Slowing down, doing one thing at the time. One after another. Filling the day with things that I would never have done, or would have done carelessly, on the side, 10 things at a time. Watching myself pouring coffee into a cup and it feels like minutes, drinking coffee just staring out of the window and it feels like an hour and, turns out, it was. I’m so aware of myself, feel my movements, my thoughts, my mood swings. Remembering all my favourite things, indulging in pleasures that were so far removed from my days and that I could never focus on. I’m putting my self together with every day. Going through stages, like in the mornings, when waking up is the toughest thing of the day. Not able to just rush into the day, into the routine, into the numbing structure that I made my life. I forgot myself, forgot to take care of myself. Forgot that I’m still here. I’m still here.

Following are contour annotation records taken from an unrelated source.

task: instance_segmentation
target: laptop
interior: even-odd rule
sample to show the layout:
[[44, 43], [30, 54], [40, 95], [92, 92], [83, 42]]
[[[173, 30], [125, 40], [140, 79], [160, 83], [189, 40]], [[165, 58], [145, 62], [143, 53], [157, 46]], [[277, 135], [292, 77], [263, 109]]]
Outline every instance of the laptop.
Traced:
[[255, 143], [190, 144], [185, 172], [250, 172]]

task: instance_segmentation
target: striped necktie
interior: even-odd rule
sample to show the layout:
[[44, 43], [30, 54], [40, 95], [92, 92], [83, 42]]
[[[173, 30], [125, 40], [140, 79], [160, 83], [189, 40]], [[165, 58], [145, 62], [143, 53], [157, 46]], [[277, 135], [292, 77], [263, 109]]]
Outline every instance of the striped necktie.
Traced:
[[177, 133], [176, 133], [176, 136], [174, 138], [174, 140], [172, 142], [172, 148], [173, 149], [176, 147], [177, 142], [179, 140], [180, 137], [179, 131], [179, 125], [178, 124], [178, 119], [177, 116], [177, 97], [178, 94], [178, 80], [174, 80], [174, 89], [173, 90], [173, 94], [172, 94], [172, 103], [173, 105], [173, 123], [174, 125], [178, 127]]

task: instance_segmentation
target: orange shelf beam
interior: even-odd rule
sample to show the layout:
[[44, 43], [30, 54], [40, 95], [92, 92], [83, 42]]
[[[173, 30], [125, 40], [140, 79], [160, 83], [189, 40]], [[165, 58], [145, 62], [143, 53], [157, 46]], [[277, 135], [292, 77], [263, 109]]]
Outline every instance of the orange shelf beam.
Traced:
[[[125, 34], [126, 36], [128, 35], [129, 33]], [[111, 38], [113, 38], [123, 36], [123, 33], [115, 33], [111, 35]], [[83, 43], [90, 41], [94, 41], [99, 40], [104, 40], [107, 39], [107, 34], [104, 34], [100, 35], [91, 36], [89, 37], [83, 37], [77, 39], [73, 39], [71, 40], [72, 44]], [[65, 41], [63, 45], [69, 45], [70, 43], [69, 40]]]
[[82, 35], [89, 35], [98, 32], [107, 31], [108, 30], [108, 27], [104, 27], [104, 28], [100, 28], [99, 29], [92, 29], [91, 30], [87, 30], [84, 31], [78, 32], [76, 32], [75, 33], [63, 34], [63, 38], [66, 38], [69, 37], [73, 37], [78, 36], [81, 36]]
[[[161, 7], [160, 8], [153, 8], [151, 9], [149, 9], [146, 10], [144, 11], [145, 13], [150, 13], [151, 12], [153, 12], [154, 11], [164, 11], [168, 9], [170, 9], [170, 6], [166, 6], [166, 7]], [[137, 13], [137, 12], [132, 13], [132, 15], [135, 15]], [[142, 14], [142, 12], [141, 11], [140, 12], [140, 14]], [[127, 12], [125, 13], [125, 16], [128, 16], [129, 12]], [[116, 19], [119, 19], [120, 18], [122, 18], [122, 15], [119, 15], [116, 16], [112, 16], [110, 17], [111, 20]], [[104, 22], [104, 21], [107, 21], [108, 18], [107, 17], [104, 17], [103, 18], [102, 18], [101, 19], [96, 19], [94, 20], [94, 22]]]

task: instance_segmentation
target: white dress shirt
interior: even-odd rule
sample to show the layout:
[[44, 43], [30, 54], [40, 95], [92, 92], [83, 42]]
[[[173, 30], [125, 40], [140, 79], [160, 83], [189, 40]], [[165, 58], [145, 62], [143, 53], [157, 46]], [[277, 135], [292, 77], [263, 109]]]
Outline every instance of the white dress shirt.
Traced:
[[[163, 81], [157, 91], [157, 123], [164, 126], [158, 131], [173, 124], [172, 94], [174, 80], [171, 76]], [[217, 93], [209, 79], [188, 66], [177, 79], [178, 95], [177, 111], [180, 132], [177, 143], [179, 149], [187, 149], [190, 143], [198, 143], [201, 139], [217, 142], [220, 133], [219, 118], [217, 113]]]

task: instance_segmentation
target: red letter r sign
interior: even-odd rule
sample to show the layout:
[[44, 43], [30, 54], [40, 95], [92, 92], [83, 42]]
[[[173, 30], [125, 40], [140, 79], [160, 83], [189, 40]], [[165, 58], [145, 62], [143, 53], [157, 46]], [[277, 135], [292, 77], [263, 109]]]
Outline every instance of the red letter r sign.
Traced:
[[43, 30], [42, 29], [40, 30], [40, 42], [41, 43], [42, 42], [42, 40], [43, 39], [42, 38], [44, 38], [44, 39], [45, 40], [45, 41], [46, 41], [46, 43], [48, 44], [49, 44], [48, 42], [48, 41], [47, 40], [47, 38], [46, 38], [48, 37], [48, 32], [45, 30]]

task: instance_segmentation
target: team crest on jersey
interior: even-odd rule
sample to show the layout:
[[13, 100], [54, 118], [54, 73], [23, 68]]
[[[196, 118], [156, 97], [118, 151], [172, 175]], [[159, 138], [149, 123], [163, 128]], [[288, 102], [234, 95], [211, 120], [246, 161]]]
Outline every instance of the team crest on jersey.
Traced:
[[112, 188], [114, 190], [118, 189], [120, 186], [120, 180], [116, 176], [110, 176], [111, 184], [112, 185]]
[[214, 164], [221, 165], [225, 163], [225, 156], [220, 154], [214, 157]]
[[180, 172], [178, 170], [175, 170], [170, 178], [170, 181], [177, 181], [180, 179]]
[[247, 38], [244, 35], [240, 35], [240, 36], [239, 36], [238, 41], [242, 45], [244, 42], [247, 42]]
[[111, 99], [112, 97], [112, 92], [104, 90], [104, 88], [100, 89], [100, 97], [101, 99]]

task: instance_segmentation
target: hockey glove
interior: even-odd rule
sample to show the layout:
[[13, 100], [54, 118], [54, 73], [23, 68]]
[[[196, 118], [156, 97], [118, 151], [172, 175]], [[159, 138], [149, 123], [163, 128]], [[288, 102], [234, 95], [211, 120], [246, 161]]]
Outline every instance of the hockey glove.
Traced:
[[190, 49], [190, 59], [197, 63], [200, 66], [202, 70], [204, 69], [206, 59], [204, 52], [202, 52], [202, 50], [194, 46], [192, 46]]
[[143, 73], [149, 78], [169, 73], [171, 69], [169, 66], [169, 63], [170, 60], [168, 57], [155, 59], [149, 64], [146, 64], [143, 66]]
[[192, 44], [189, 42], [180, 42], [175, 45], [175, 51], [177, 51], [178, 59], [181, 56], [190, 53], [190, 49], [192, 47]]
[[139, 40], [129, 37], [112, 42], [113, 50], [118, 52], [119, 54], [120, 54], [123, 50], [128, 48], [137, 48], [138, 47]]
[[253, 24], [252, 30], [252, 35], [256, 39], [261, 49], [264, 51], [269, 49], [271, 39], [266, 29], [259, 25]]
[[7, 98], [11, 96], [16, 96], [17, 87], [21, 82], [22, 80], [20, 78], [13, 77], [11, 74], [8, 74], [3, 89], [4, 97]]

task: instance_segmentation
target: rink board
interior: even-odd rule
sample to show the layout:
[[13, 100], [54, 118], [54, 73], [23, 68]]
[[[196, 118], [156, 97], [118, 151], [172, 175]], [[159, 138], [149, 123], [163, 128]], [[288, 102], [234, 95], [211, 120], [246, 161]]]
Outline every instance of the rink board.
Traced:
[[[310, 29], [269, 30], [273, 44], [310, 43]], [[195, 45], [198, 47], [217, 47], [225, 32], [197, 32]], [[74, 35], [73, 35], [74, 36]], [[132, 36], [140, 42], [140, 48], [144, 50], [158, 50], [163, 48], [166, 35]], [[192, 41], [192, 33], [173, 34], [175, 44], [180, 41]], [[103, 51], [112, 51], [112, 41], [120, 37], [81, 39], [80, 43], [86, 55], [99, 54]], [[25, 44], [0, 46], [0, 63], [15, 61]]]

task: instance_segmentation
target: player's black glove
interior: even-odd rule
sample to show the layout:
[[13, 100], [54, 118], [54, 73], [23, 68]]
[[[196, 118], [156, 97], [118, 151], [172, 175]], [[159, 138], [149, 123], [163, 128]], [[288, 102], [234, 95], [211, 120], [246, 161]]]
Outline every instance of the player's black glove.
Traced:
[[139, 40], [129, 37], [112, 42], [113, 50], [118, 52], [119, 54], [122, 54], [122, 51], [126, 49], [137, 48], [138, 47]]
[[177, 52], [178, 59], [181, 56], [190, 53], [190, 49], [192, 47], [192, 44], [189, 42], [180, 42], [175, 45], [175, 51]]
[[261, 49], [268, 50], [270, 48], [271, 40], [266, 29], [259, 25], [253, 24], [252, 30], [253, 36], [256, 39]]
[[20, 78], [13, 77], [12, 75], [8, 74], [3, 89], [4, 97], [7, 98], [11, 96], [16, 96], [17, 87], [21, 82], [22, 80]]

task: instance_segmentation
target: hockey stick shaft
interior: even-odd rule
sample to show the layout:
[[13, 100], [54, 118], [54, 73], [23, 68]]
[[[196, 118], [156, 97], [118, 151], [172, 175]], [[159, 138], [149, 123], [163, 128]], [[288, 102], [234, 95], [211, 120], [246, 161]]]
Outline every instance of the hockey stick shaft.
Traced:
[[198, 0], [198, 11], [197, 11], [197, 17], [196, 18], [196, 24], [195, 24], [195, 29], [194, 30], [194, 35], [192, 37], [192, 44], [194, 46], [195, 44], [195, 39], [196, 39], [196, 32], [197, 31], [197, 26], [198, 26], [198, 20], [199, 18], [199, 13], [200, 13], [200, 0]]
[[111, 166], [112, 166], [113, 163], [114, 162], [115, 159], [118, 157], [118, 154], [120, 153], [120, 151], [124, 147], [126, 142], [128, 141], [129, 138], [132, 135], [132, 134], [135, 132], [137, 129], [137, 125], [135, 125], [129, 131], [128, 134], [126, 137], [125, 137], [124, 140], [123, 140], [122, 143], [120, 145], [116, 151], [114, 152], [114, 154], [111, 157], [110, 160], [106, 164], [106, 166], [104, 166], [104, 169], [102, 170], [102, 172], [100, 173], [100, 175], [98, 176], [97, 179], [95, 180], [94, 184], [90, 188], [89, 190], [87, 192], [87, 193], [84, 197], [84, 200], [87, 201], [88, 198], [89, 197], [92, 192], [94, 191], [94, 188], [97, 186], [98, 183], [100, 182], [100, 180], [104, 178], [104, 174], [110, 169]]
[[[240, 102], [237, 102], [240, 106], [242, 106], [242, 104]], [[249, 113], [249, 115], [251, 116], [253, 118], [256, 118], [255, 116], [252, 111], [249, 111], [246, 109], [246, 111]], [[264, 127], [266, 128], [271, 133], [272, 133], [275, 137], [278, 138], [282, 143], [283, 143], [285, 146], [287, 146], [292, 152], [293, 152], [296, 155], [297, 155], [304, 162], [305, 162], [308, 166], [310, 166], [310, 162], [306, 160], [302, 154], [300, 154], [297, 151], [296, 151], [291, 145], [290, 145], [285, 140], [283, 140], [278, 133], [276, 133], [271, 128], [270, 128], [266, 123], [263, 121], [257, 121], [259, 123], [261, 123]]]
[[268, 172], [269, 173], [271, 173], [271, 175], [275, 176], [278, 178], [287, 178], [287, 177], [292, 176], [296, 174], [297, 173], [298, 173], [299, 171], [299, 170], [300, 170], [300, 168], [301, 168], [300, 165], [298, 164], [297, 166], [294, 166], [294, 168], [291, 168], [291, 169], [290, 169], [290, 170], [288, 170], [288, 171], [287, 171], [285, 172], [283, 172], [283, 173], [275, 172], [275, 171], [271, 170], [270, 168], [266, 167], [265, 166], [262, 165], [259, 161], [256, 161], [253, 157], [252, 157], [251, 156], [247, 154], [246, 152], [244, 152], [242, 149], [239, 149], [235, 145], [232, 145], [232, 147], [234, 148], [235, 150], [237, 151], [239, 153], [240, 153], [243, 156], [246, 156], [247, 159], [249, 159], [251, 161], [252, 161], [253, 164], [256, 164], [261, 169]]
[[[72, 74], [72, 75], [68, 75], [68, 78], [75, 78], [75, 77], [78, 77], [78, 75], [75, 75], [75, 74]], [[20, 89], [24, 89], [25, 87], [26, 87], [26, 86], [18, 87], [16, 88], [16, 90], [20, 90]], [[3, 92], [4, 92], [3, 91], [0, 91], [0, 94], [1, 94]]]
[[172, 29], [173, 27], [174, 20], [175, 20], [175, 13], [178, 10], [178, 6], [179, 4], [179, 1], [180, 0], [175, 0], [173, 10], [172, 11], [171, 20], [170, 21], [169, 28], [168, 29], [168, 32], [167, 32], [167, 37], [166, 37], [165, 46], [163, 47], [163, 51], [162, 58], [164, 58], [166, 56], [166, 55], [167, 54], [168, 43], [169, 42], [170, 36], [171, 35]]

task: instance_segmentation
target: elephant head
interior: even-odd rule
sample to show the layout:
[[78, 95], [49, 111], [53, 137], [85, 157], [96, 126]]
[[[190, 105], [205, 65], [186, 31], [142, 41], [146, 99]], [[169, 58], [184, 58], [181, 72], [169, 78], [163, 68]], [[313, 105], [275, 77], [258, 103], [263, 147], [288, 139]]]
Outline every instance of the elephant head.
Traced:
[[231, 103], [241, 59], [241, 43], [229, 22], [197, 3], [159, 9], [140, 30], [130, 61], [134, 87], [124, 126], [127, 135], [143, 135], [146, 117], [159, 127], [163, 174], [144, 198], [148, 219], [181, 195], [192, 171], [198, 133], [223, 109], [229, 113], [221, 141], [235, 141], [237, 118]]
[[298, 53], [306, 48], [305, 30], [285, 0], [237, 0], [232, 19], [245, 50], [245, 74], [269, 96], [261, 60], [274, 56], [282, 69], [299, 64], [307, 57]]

It scares me, that thought that I might be the only one who sees this. Parallel universes, would that be possible. Wake up in the middle of the night sweating because I’m scared that maybe all this work, this pressure has made me go crazy and this is only in my head. Is everyone else functioning and only I am not.
Last night, I dreamt that the world was infected by a virus. And my two childhood friends, who never play a role in my life ever, so what are they doing in that dream?? were with me and I was in South Africa and they couldn’t get away and were always sitting around me while I was still running around to carry on and, as always, in dreams time is not a factor anymore, it’s just a long, undefined period of wondering what is going on.